Un premio particolare, di cui essere fiero?
«Sì, e difatti sono molto felice di riceverlo perché il fatto che sia dato a chi contribuisce alla valorizzazione di Napoli per me è motivo di vanto. Non ho mai lasciato la mia città, anche quando ho avuto proposte di lavorare stabilmente altrove: questa è la mia terra, la mia gente, sono imbevuto della cultura, della ispirazione che ti dà Napoli, anche e soprattutto con le sue contraddizioni, con le sue difficoltà, con le sue contaminazioni. Un magma che mi ha formato, e del quale non posso e non voglio fare a meno. E poi c'è un motivo ben preciso per essere felice di questo premio...».
Beh, mi pare normale esser contenti quando si riceve un riconoscimento.
«Certo, è normale, ma questo premio mi viene conferito da una famiglia, quindi da dei privati, impegnati - come sono i Leonetti - da anni in attività a favore della cultura, del patrimonio museale, anche del sociale. Mentre le istituzioni - ma non voglio far polemica, solo registrare una situazione - non sempre, anzi quasi mai, son pronte a riconoscere l'attività degli artisti di questa città. È chiaro che non parlo solo per me, però mi sembra giusto chiedere maggiore attenzione per chi si impegna portando in alto il nome di Napoli. Ripeto: non parlo solo di me e per me».
Però il Madre, che comunque è una istituzione, le ha dedicato di recente una grande e bella mostra, che ha avuto molto successo.
«Certo, è vero. Anche in questo caso non è mia intenzione fare polemiche. Però è vero che è dovuto arrivare un direttore da Torino perché questo momento espositivo nel museo d'arte contemporanea della mia città, più volte sfiorato, fosse realizzato. Ringrazio il presidente Forte e il direttore Viliani, che mi aveva avvicinato in occasione di mostre al Castello di Rivoli, alla Galleria d'arte moderna, in altri appuntamenti e che ha portato avanti concretamente il progetto - al quale ovviamente tenevo molto - di realizzare una grande mostra sul mio lavoro, nella mia città ed in un museo molto considerato dagli addetti ai lavori. La mostra è andata benissimo, ha fatto il record di visitatori, si aspetta la pubblicazione del catalogo per poterla esportare in altri contesti museali, italiani e stranieri».

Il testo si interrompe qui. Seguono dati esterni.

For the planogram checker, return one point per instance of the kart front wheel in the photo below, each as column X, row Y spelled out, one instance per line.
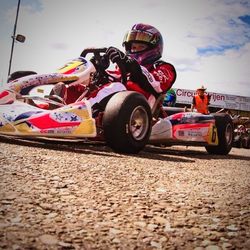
column 127, row 122
column 225, row 129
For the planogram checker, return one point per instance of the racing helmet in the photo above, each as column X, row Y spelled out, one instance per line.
column 170, row 98
column 149, row 35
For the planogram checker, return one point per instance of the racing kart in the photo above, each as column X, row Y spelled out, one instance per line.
column 126, row 123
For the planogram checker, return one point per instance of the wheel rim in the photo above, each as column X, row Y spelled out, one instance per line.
column 229, row 134
column 139, row 123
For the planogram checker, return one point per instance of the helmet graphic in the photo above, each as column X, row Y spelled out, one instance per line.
column 149, row 35
column 170, row 98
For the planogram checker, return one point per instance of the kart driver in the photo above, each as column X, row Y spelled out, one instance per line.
column 147, row 74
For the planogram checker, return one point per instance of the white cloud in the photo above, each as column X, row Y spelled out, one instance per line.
column 61, row 29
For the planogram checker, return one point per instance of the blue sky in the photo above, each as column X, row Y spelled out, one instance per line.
column 208, row 41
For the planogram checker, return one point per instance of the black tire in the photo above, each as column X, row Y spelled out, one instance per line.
column 127, row 122
column 225, row 129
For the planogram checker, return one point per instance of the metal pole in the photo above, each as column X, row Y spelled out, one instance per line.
column 13, row 37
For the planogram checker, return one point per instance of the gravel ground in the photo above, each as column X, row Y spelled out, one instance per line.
column 58, row 195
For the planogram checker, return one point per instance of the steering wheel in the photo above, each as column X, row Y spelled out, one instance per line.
column 102, row 63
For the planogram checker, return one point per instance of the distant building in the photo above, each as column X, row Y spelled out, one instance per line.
column 239, row 105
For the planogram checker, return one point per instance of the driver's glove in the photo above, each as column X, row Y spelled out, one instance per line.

Al conferimento del premio, interverrà tra gli altri anche padre Antonio Loffredo (Premio Leonetti nel 2013), parroco di Santa Maria della Sanità, e si esibirà l'orchestra giovanile Sanitansamble, due segni forti del quartiere in cui è nato.
«Sì, lì mi sono formato, ho cominciato a guardare, anzi a perdermi a guardare, come ho fatto per il resto della vita, e continuo a fare, facendo mia una citazione da Pessoa. Un quartiere straordinario, come straordinario è padre Loffredo per la Sanità. Gli sono molto grato, lo apprezzo molto per tutto per quello che ha fatto e continua a fare per i giovani, per tutto il quartiere».
C'è anche un suo progetto per la Sanità?
«Io da sempre sono vicino alle iniziative di padre Antonio, partecipo concretamente alle sue attività: stiamo varando un nuova iniziativa che ha per titolo 1000x1000: mille mie opere da mettere in vendita a mille euro l'una, l'incasso sarà destinato totalmente alla Fondazione San Gennaro, di padre Loffredo, per fornire un contributo concreto a favore del quartiere».
Un impegno per la Sanità, quindi, che parte da lontano, non solo dalle sue radici ma anche dall'indagine socio-antropologica degli inizi, quando fotografava la protesta della gente che chiedeva lavoro. Tra i temi trattati, la devozione popolare, i riti della tradizione - indagati con Roberto De Simone - le feste de L'Unità, le manifestazioni del Pci, e poi l'archeologia, il mare, le città, quale sente più suo?
«Mi sono tutti cari, appartengono tutti al mio modo di essere artista, con la mia voglia di rappresentare sensazioni, riflessioni, sentimenti».
Prossima mostra? Mica si riposa sugli allori
«Lavorare mi dà la carica vitale indispensabile per tenere la mente occupata. Tra un mese e mezzo a Bologna c'è un festival della fotografia, nel cui ambito hanno riservato uno spazio per una mia personale. Porterò i lavori degli anni '70, le foto della ricerca sociale».
E l'Attesa? Quanto durerà?...
«L'Attesa è una condizione che appartiene a tutti, nella mia mente il tema è presente da tempo, forse da sempre. È un sentimento che è difficile da visualizzare, ma ci studio, ci penso, ci lavoro».